Shadow foreign secretary Lisa Nandy will warn of the “growing disconnect” between objectives pursued by the UK abroad and the “impacts they have on communities here at home” in her first major speech in the role.
Setting out Labour’s foreign policy approach under leader Sir Keir Starmer, Ms Nandy will say her party would “rebuild Britain’s reputation as a reliable international partner, match the ambition of the British people and safeguard our national interests both at home and abroad”.
In her speech on Wednesday, frontbencher Ms Nandy will argue that “for too long, foreign policy has been the preserve of the political classes – formulated and implemented without the consideration or consent of the British people”.
Labour, she will pledge, “will put the British people and our shared values back at the heart of foreign policy”.
She will say: “There is a growing disconnect between the objectives we pursue abroad and the impacts they have on communities here at home.

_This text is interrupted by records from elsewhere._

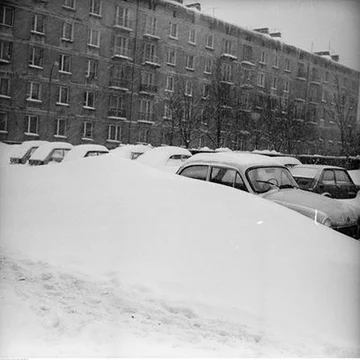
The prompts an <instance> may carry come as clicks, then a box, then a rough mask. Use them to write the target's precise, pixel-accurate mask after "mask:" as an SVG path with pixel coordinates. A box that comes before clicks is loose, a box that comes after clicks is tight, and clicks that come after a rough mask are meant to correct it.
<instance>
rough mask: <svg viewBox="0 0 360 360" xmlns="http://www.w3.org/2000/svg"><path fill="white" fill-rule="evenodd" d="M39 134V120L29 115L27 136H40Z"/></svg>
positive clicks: (38, 119) (26, 118)
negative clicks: (39, 135)
mask: <svg viewBox="0 0 360 360" xmlns="http://www.w3.org/2000/svg"><path fill="white" fill-rule="evenodd" d="M38 132H39V118H38V117H37V116H35V115H28V116H27V117H26V129H25V134H28V135H38Z"/></svg>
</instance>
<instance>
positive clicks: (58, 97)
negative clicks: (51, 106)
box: [57, 86, 69, 105]
mask: <svg viewBox="0 0 360 360" xmlns="http://www.w3.org/2000/svg"><path fill="white" fill-rule="evenodd" d="M57 104H61V105H68V104H69V88H68V87H67V86H59V93H58V102H57Z"/></svg>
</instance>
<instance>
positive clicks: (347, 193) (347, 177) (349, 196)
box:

“From the local football club put at risk by financiers on the other side of the world, to the impact that severe flooding has on a family-run business struggling to make ends meet.

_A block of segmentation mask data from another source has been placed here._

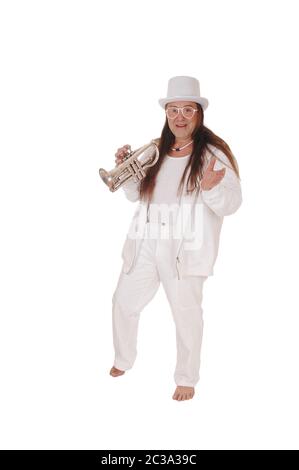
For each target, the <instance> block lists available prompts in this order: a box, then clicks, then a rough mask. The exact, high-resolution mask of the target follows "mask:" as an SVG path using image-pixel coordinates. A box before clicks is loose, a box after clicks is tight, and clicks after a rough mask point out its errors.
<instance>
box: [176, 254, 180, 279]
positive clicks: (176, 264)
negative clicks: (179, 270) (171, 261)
mask: <svg viewBox="0 0 299 470" xmlns="http://www.w3.org/2000/svg"><path fill="white" fill-rule="evenodd" d="M179 262H180V260H179V257H178V256H177V257H176V263H175V265H176V270H177V273H178V279H180V273H179V268H178V263H179Z"/></svg>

“The world beyond our shores, and our ability to mould and shape it, affects the lives of people at home to an extraordinary degree.

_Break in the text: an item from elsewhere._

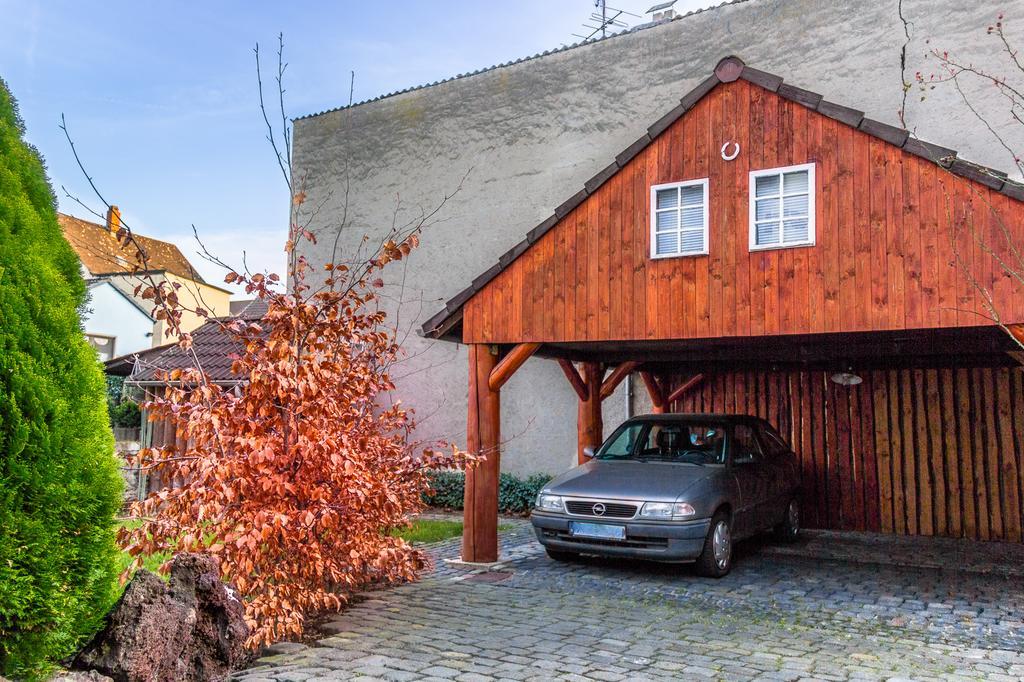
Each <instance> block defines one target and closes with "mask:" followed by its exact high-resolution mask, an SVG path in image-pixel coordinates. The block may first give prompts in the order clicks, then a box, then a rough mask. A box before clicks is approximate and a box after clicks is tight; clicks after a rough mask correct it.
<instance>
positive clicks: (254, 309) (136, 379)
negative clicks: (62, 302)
mask: <svg viewBox="0 0 1024 682" xmlns="http://www.w3.org/2000/svg"><path fill="white" fill-rule="evenodd" d="M234 303H237V304H238V305H233V306H232V308H233V309H232V310H231V311H230V312H229V313H228V314H227V315H225V316H223V317H211V318H210V319H207V321H206V322H205V323H204V324H203V325H201V326H200V327H198V328H196V329H195V330H193V333H191V334H193V345H191V348H190V349H189V350H183V349H182V348H180V347H179V346H178V344H177V343H176V342H173V341H172V342H170V343H166V344H164V345H162V346H158V347H156V348H147V349H144V350H140V351H138V352H135V353H132V354H130V355H121V356H119V357H116V358H114V359H113V360H109V361H108V363H106V374H108V375H111V376H119V377H124V378H125V383H126V384H127V385H129V386H131V387H134V388H137V389H139V391H140V392H141V395H142V396H150V395H154V394H157V393H159V392H160V391H162V390H163V389H164V387H165V386H166V382H165V381H164V379H163V376H164V373H165V372H170V371H171V370H191V369H196V368H197V367H198V368H199V369H201V370H203V371H204V372H206V374H207V376H208V377H209V378H210V381H211V382H212V383H214V384H218V385H220V386H228V387H231V386H242V385H244V384H245V382H246V381H247V378H246V377H243V376H240V375H237V374H232V373H231V361H232V360H231V357H230V356H231V354H233V353H238V352H240V351H241V350H242V345H241V344H240V343H239V342H238V341H237V340H234V339H233V338H232V337H231V335H230V334H228V333H227V332H226V331H224V327H223V323H224V322H225V319H226V318H229V317H241V318H243V319H247V321H251V322H259V321H260V319H262V318H263V315H264V314H265V313H266V308H267V306H266V303H264V302H262V301H259V300H247V301H236V302H234ZM142 399H143V400H144V399H145V398H144V397H143V398H142ZM138 443H139V445H141V446H142V447H151V446H155V447H161V446H164V445H172V444H177V445H180V444H181V439H180V436H179V434H177V433H176V432H175V430H174V429H173V428H172V427H171V425H169V424H167V423H166V422H161V421H155V422H151V421H150V419H148V415H147V414H146V413H145V411H144V410H143V411H142V419H141V432H140V433H139V436H138ZM129 480H130V485H129V488H130V489H131V491H132V495H133V496H136V497H138V498H139V499H141V498H142V497H144V496H145V494H147V493H150V492H152V491H155V489H159V488H161V487H163V486H166V485H168V484H172V483H173V481H164V480H161V479H160V478H159V476H152V475H146V474H144V473H139V472H136V473H135V475H133V476H130V477H129Z"/></svg>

“The challenges we face today demand more than empty slogans. Britain needs a foreign policy that defends our national security and safeguards the prosperity of the British people.”
Laying out her party’s foreign policy priorities, Ms Nandy, MP for Wigan, will warn of the domestic impacts of foreign policy, from a UK citizen falling victim to an organised crime gang “whose tentacles stretch across the globe”, to steel workers who “stand to lose their jobs”.
She will say: “I want to make the case today that the gulf between what we do abroad and what we choose to deliver for people at home is a direct threat to the security and prosperity of our country.
“That this disconnect has cost us the support and consent of the British people for our activities overseas, undermining our ability to make change in the world.
“And those choices, divorced from the everyday lives of the British public have caused nothing short of devastation for so many, writing off too many people and their communities in every nation and region of the UK. It doesn’t have to be like this.”